In March, Michael Robert Solomon, 32, of New Brighton was sentenced to three years in federal prison after pleading guilty in connection with the same plot.
Teeter and Solomon had hoped to raise money for the anti-government movement, but their plan unraveled because the people they thought were members of the Hamas terrorist group actually were government informants.
The prosecution had asked Davis to give Teeter the maximum punishment allowed under federal guidelines — 20 years.
In a court filing months before sentencing, prosecutors used Teeter's own words to buttress their position, citing his quote in the alternative media Unicorn Riot: "If the police start shooting ... we're going to shoot back."
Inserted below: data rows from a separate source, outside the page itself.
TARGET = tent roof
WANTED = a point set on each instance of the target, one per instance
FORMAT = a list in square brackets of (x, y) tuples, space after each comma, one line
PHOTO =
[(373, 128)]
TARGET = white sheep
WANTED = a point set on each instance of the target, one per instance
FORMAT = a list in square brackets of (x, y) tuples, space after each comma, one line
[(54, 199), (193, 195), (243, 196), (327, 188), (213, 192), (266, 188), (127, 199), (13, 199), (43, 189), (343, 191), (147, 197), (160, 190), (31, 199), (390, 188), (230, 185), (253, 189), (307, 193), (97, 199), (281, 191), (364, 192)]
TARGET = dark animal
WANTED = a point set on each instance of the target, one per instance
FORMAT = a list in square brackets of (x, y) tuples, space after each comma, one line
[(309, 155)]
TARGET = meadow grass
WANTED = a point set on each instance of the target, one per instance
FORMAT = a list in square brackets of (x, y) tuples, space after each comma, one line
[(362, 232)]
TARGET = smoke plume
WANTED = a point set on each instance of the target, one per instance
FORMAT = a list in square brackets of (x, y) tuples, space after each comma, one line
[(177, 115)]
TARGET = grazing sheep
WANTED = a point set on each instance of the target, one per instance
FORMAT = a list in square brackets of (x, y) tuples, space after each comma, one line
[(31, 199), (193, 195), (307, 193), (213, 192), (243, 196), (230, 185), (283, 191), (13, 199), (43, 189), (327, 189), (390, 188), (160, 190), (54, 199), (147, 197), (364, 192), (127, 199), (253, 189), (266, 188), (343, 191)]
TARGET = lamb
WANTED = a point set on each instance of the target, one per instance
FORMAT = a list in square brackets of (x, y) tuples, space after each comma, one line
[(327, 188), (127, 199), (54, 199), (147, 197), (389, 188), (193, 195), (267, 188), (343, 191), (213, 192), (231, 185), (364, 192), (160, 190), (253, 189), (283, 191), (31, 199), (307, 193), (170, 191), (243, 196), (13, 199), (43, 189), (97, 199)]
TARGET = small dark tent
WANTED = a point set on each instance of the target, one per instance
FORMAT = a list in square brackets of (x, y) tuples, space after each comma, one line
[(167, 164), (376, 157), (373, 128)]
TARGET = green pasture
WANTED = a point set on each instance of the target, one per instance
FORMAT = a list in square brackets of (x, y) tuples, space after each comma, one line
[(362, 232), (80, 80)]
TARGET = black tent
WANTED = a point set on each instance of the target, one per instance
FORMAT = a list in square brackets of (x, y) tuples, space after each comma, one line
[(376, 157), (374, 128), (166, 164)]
Teeter tried for months "to forge an alliance between the Boogaloo Bois and Hamas," the prosecution argued. "Convinced that they were ideologically aligned, [Teeter] sought to capitalize on his knowledge of firearms, silencers and machine guns, and on what he believes was the terrorist organization's need for that weaponry."
Although Teeter was dealing with a government informant and not an actual Hamas member, "the threat to public safety represented by his conduct and radicalized beliefs is no less significant."